In examining this verse closely, we see how “spirit” is written by Peter. “Spirit” doesn’t carry with it a definite article (in English the definite article would be “the”). E.W. Bullinger, in his work, Word Studies on the Holy Spirit, shows how the person of the Holy Ghost is always identified with the definite article in the Koine Greek. Since “spirit” in 1 Peter 3.18 doesn’t carry the article, the verse is speaking of Jesus’s own spirit and not the Holy Ghost.
Delving further, we see that Peter presents a stark picture with his use of the verb “made alive.” If you picked up an interlinear Bible, you’d see this:
ζωοποιηθεις δε πνευματι
made alive (having been made alive - Young) in spirit
In ζωοποιηθεις, there are a few things to see (you should be able to follow along even if you don’t know Greek). The first thing is that this verb is a compound verb which combines ζω for life (as in “I have come that they may have life”) and ποιη for “made” or “do.” When you combine them, they add up to “made alive.” But it is the last thing that puts you on the last seat on the roller coaster and that is the θε. θε is a suffix that tells us that whoever it is that is being made alive is a passive actor (i.e., instead of hitting the ball, he is being hit by the ball). θε also tells us that the “made alive” event happened at some point in the past. When you put it all together, you see that Jesus was made alive at one point in time in his spirit in the past.
And the roller coaster ride is this: If Jesus was made alive in his spirit at some point in time in the past, then he must have been “dead” in spirit at some point in the past. You can’t make something alive that is already alive.
Similar Scriptures
This reading and line of thought is consistent with the use of “made alive” in other scriptures:
who is father of us all (according as it hath been written — ‘A father of many nations I have set thee,’) before Him whom he did believe — God, who is quickening (ζῳοποιοῦντος) the dead, and is calling the things that be not as being. (Romans 4.17, Young’s Literal Translation)

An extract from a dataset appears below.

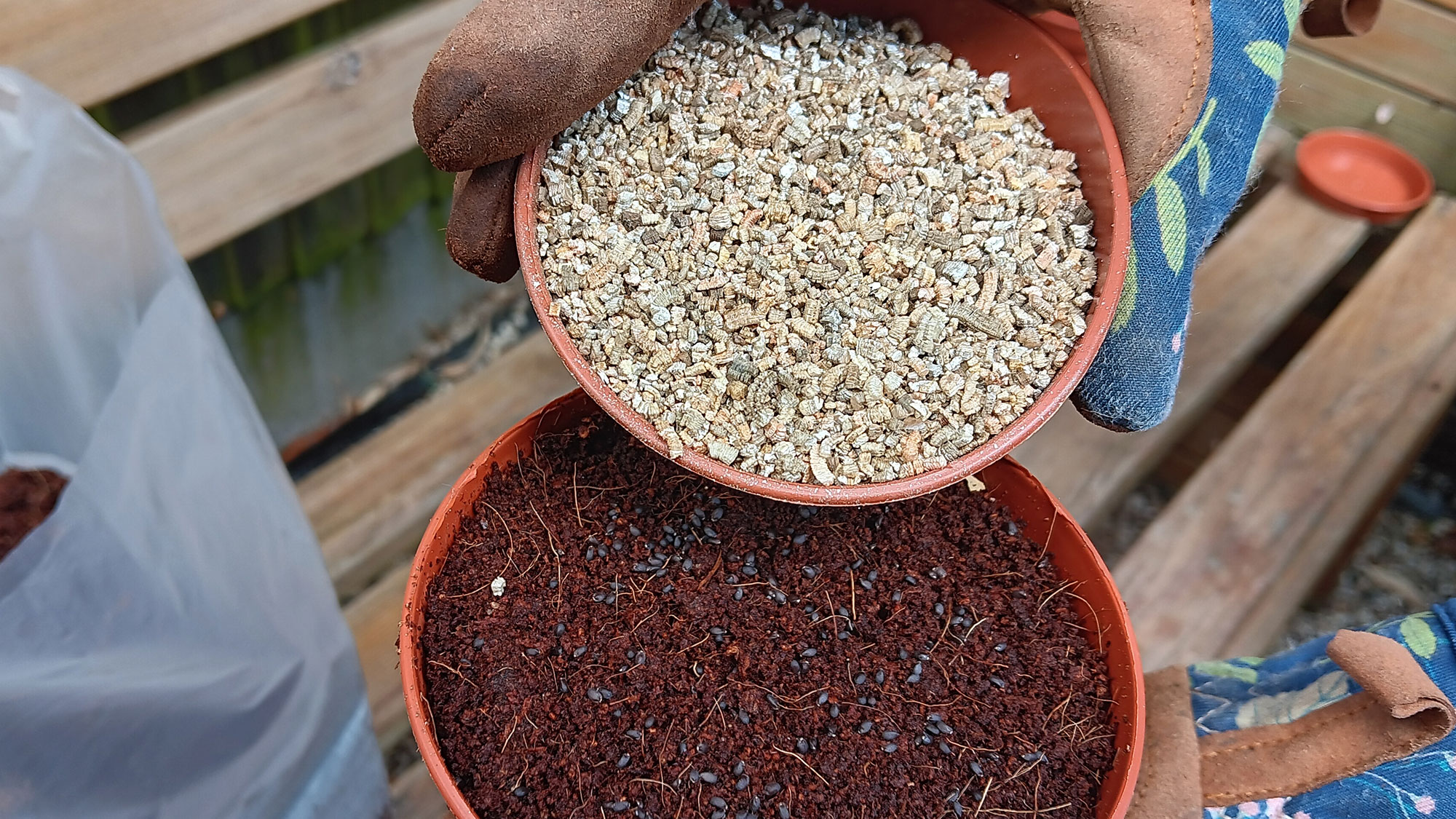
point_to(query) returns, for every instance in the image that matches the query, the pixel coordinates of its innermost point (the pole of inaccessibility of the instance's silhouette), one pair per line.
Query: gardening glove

In this verse, Paul refers to God as quickening or “making alive” the spiritually dead (notice that the verse cannot be speaking of the physically dead and compare that thought to 1 Peter 3.18).
So also it is written, “The first MAN, Adam, BECAME A LIVING SOUL.” The last Adam became a life-giving (ζῳοποιοῦν) spirit. (1 Corinthians 15.45, NASB)
In this verse, Paul states that Jesus has become a life-giving spirit. Again, life-giving has nothing to do with physical life, but everything to do with spiritual life.
And you, being dead through trespasses and the uncircumcision of your flesh, you I say, did he make alive together (συνεζωοποίησεν) with Him. (Colossians 2.13, ASV)
Here Paul uses the same word to describe our born-again experience as Peter uses for Jesus in 1 Peter 3.18 (the prefix συν means “together” or “with”).
As E.W. Kenyon writes of 1 Peter 3.18:
Being made alive in spirit means He was re-created. He was the first-born from the dead. He was the first person ever created. He became the Head, right there and then, of a new creation.
1 Peter 3.18 is the reason why Jesus is referred to as the “firstfruits of the new creation.” By being “made alive,” he became the prototype for the new creation of born-again believers - the company of Christ in you, the hope of glory - and we are joint-heirs of this new life with him.